Bite into these Keto Everything Bagels for that bouncy, chewy bite you love—without getting bogged down by regular flour. Anytime I’m wanting a tasty breakfast or a low-carb sandwich bread, this is my go-to. You don’t need special tricks or yeast for these to turn out awesome.
When I tried this dough for the first time, I couldn’t believe how good it was. I gave a batch to my pals and everyone was surprised they were homemade and totally grain-free.
Tasty Ingredients
- Blanched almond flour: keeps things light and carb-friendly Go for the superfine kind for a smoother bite
- Baking powder: helps fluff them up and get a good rise Pick aluminum-free if you can
- Salt: boosts all the flavors Sea salt tastes best here
- Shredded mozzarella cheese: makes the pull-apart texture Use the freshly grated stuff if you can skip the extra starch
- Cream cheese: adds density and a rich taste Go full fat for max flavor
- Eggs: you’ll split the yolks and whites the yolk makes the dough rich and a swipe of egg white gives it shine
- Everything bagel seasoning: rounds it out with garlic, onion, sesame, and poppy seeds Check there’s no sneaky sugar or mix up your own so you know exactly what’s in it
Simple Steps
- Let Bagels Cool:
- After baking, leave your bagels on the tray for about 5 minutes to chill out a bit. This makes slicing easier and keeps the cheesy dough from falling apart.
- Bake 'Em Up:
- Pop the tray in the oven for 10 to 20 minutes. Oven times and sizes vary, so keep an eye out—the bagels should get puffy, golden, and feel set when pressed.
- Finish with Egg and Toppings:
- Put bagels on parchment, brush with beaten egg white, and shake on the seasoning. Don’t hold back—plenty of topping means lots of flavor.
- Mold Your Bagels:
- Break the dough into four chunks, roll into short logs, and join the ends to make big rings. The dough gets sticky, so damp hands help a lot.
- Blend It All Together:
- Toss the almond flour mixture into the gooey cheese/egg mix and work it with a sturdy spoon or hands. Get in there until it’s sticky dough and you don’t see any flour bits.
- Mix in the Yolk:
- Put the yolk into the warm cheese mixture—it might seem weird, but keep stirring until it’s smooth. The heat helps it blend.
- Melt Cheese:
- Drop mozzarella and cream cheese in a big microwave-safe bowl. Heat 30 seconds at a time, stirring until it’s melty and gooey. Don’t have a microwave? Stove on low works too.
- Mix Your Dry Goods:
- Stir almond flour, salt, and baking powder together in a bowl. Whisk well so the baking powder spreads out evenly.
- Oven Time:
- Turn your oven to 400°F so it’s good and hot before you bake. That’s how you get a crispy golden outside.

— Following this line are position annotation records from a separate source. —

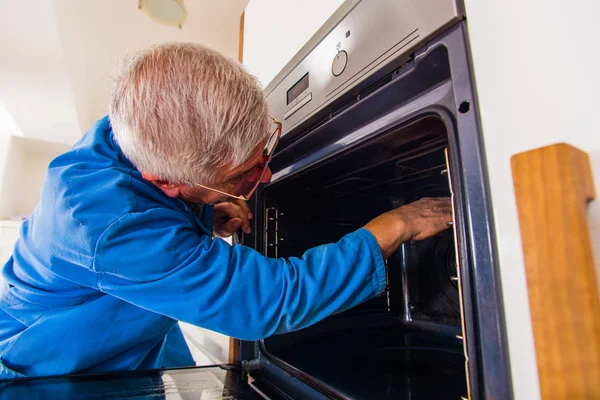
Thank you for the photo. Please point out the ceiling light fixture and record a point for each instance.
(165, 12)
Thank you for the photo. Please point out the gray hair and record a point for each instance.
(181, 110)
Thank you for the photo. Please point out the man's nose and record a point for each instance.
(267, 176)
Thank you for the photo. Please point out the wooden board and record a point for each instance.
(552, 187)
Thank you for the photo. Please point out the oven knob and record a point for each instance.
(339, 63)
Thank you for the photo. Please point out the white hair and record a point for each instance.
(180, 111)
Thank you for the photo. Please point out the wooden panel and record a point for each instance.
(553, 186)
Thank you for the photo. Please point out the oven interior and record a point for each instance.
(406, 343)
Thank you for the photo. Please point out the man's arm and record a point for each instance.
(156, 261)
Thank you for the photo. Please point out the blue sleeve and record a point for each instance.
(156, 261)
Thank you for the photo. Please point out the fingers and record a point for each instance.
(234, 209)
(429, 216)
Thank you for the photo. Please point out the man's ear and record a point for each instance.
(169, 189)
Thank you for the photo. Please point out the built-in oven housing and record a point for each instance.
(408, 130)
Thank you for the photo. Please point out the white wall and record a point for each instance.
(96, 33)
(275, 30)
(536, 66)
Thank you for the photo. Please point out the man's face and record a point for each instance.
(228, 181)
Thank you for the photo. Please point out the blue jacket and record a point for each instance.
(107, 264)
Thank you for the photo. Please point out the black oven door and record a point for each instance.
(214, 382)
(433, 90)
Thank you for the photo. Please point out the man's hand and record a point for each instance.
(230, 216)
(414, 221)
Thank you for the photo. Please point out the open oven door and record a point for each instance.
(413, 112)
(214, 383)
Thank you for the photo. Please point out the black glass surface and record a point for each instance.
(212, 383)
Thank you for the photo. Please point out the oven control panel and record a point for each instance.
(359, 39)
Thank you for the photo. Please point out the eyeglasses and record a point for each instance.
(251, 179)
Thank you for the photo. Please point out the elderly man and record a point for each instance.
(121, 244)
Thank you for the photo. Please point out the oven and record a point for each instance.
(379, 110)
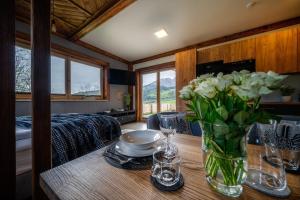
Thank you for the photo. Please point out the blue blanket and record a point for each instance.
(74, 135)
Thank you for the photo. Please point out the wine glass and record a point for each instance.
(167, 126)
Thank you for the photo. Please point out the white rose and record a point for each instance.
(186, 92)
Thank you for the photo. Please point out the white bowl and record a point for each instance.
(132, 152)
(142, 139)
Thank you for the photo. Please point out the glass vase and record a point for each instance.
(224, 157)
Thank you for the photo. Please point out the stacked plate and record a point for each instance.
(138, 143)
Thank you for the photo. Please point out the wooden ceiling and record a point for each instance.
(74, 18)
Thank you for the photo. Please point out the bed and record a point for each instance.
(73, 135)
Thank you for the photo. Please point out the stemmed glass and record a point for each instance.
(168, 125)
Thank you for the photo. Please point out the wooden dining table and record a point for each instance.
(90, 177)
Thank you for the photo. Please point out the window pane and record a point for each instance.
(58, 75)
(85, 79)
(23, 69)
(167, 90)
(149, 94)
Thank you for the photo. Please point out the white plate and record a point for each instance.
(127, 151)
(142, 139)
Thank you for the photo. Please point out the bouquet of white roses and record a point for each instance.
(225, 105)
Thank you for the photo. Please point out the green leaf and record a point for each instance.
(233, 147)
(201, 106)
(222, 112)
(220, 128)
(241, 117)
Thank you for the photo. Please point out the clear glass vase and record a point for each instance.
(224, 157)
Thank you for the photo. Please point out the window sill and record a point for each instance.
(67, 100)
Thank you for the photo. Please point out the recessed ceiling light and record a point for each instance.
(161, 33)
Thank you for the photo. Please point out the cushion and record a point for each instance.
(22, 133)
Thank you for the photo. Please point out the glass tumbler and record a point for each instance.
(166, 171)
(288, 140)
(265, 166)
(168, 124)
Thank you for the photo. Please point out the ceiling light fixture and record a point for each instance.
(250, 4)
(161, 33)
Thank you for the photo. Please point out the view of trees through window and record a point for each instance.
(58, 75)
(23, 70)
(85, 79)
(166, 90)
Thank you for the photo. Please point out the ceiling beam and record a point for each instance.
(227, 38)
(66, 22)
(101, 51)
(80, 7)
(100, 18)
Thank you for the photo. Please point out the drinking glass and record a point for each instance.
(265, 168)
(288, 141)
(166, 171)
(168, 125)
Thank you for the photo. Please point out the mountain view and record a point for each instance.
(167, 91)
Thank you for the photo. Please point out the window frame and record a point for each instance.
(98, 97)
(70, 55)
(139, 89)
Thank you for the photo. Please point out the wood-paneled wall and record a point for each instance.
(298, 53)
(277, 51)
(185, 71)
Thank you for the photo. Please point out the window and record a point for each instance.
(149, 94)
(158, 91)
(85, 79)
(23, 70)
(167, 90)
(69, 79)
(58, 75)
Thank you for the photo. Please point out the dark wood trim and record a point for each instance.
(80, 7)
(157, 67)
(139, 82)
(100, 18)
(130, 89)
(24, 38)
(40, 70)
(158, 91)
(227, 38)
(75, 56)
(65, 22)
(101, 51)
(138, 97)
(7, 100)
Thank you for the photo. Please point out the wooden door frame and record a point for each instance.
(146, 70)
(7, 100)
(40, 70)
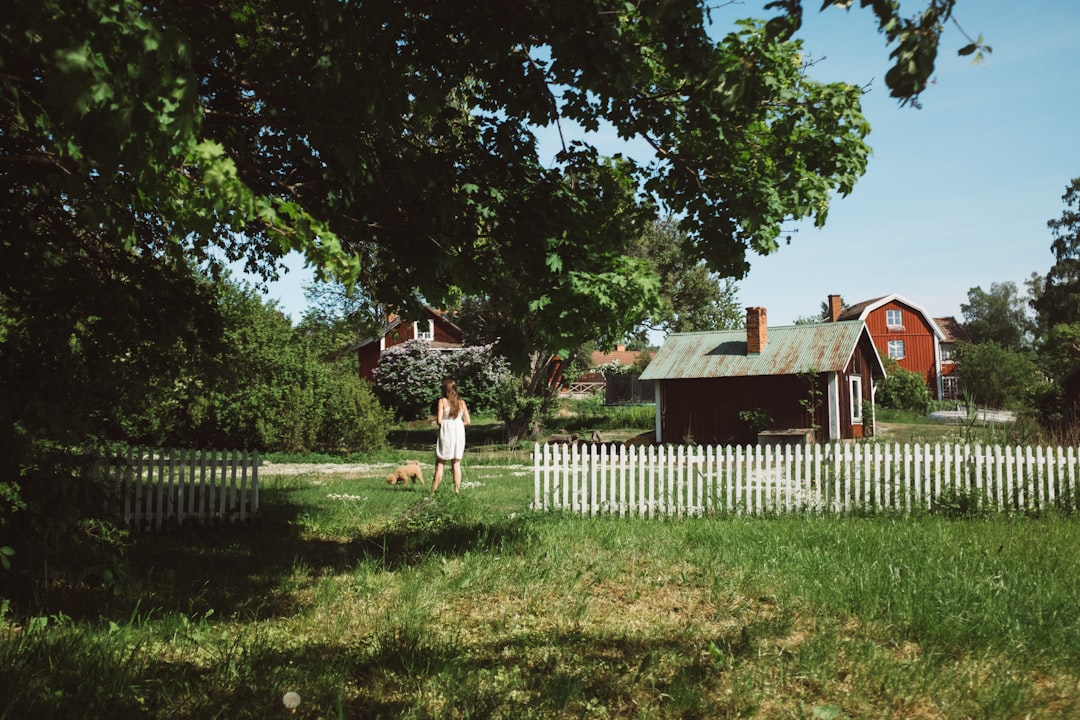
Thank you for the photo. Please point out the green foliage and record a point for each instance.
(902, 390)
(1000, 315)
(691, 296)
(351, 418)
(59, 531)
(409, 377)
(517, 408)
(1057, 300)
(756, 420)
(996, 377)
(786, 616)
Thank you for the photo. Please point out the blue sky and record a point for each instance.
(957, 193)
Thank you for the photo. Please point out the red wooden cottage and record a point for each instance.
(908, 335)
(433, 328)
(714, 386)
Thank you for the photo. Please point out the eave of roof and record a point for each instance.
(861, 310)
(788, 350)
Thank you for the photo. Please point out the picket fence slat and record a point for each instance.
(159, 489)
(839, 478)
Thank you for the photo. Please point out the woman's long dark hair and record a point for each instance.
(450, 393)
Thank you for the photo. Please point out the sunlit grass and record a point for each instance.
(370, 600)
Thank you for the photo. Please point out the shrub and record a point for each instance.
(409, 377)
(903, 390)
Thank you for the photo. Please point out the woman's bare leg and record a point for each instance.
(439, 475)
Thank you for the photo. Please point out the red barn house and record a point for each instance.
(905, 333)
(434, 328)
(715, 386)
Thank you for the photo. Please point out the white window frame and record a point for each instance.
(429, 336)
(855, 392)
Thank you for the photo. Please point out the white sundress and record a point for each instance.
(451, 435)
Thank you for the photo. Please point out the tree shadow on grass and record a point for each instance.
(258, 569)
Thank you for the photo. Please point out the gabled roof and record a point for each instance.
(790, 350)
(952, 328)
(396, 321)
(861, 310)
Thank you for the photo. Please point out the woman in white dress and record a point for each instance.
(453, 416)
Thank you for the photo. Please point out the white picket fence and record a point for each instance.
(678, 480)
(163, 488)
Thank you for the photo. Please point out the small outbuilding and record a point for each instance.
(728, 386)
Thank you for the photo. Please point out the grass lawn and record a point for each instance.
(378, 601)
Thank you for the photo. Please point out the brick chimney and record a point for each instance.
(757, 330)
(835, 306)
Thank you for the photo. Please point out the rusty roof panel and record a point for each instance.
(788, 350)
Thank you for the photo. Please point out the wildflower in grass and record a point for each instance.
(291, 701)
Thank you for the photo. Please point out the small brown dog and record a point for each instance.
(409, 471)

That stretchy mozzarella is wild here—I’m always amazed. Every time, my family huddles at the oven. My youngest calls them 'cheese rings' and won't eat them without extra cream cheese stacked on top.
How to Store Them
Wait till bagels cool off before stashing them away. Keep them in a container in your fridge for up to five days. If you want them to last longer, freeze them on a tray, then bag them up. They toast up nice and fast straight from the freezer.
Swapping Ingredients
If dairy isn’t your thing, grab plant-based cream cheese and mozzarella instead. Some folks use other nut flours, but almond flour is the classic for this style. Season to your taste—switch it up with whatever blends you like best.
How to Serve
Cut and toast your bagels, then stack on favorites like salmon, avocado, egg salad, or any sandwich fillings you’ve got. For a quick bite, slather on butter or some herby cream cheese.

Why the Flavor Matters
That everything bagel blend comes from New York’s old school—tons of punch from onion, garlic, sesame, and poppy seeds. These bagels let you soak up the classic, even if you’re eating low-carb.
Common Questions
- → How are these bagels kept low in carbs?
They’re made with almond flour in place of wheat flour, dropping the carbs way down but still giving you that great texture.
- → What gives them that bagel-like chew?
The softened combo of cream cheese and mozzarella gives these bagels a chewy bite, and baking them gets the outside nice and crisp.
- → What can I use instead of mozzarella?
If you’re out of mozzarella, try some provolone or another mild low-moisture cheese. Mozzarella’s best, but swaps can work too.
- → Is everything bagel seasoning a must?
The seasoning’s what brings the classic taste—think seeds, garlic, onion. If you don’t have it, you can sprinkle just sesame or poppy seeds instead.
- → Can I prep these bagels ahead of time?
Definitely. Let them cool off, then stash in a container with a lid. Warm ’em up in a toaster or oven when you’re ready for the best texture.